Despite this feat of cinema, Zwick always fell slightly short of being one of the great modern directors; he is at least not in the same club as those filmmakers constantly showered with Oscars. But Zwick went on to direct additional epic war films, The Last Samurai and Courage Under Fire. Zwick also became an Oscar winner a decade after Glory as a producer on Shakespeare in Love. Looking back on his collaboration with Broderick, Zwick did not have great things to say.

In his memoir Hits, Flops, and Other Illusions, Zwick called working with Broderick a ”theater of cruelty” and a “nightmare from which there seemed to be no waking”. However, the director gives Broderick some credit, saying that he thinks the actor was like this because other people were telling him he should be working with directors of Steven Spielberg’s caliber, and that “he needed to be protected”.
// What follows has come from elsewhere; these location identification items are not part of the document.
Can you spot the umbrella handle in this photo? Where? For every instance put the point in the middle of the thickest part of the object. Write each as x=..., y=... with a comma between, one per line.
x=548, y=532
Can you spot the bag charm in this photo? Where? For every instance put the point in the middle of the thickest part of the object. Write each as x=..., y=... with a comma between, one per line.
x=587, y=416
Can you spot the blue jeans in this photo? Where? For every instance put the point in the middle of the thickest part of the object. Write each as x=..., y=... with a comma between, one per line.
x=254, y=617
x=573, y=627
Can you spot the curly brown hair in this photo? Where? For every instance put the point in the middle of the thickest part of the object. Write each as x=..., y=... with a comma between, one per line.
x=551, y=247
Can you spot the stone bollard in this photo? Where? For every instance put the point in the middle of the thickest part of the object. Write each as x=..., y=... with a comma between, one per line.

Zwick also says that Broderick has since apologised for “the sh** he pulled,” and the director has forgiven him.

Problems with Broderick on the set of Glory included his quitting for a time, just after accepting the role, because his mother, playwright Patricia Broderick, said that the script was awful. Evidently, Broderick did end up returning to the role. The overall impression that Zwick’s account gives is that Broderick was riding the high of his newfound stardom and that people only encouraged him to believe that he should be getting the best of the best, with no dues left to pay in his career.

Of course, even the most acclaimed actor of all time shouldn’t treat the other cast and crew with anything less than total respect.

Following Glory, Broderick starred in Andrew Bergman’s The Freshman, went on to provide the voice of Simba in Disney’s The Lion King, and secured many more roles in popular movies and TV shows. He has, to date, never worked with Spielberg on a film. However, he shared with PBS that he did meet the legendary filmmaker once, at the opening night party for the actor’s Broadway production, It’s Only a Play. Broderick said, “Steven Spielberg asked me if I wanted to write a screenplay for him. ‘Sure,’ I said, ‘what about?’ ‘Good point,’ he said, and he walked away.”

Zwick directed more films, including Legends of the Fall, Love & Other Drugs, and Trial by Fire, and became a producer on the TV series Thirtysomething. He never worked with Broderick again, but at least, despite the difficulties of filming, they made something worthwhile, which propelled the careers of stars whom it seems that Hollywood could not live without.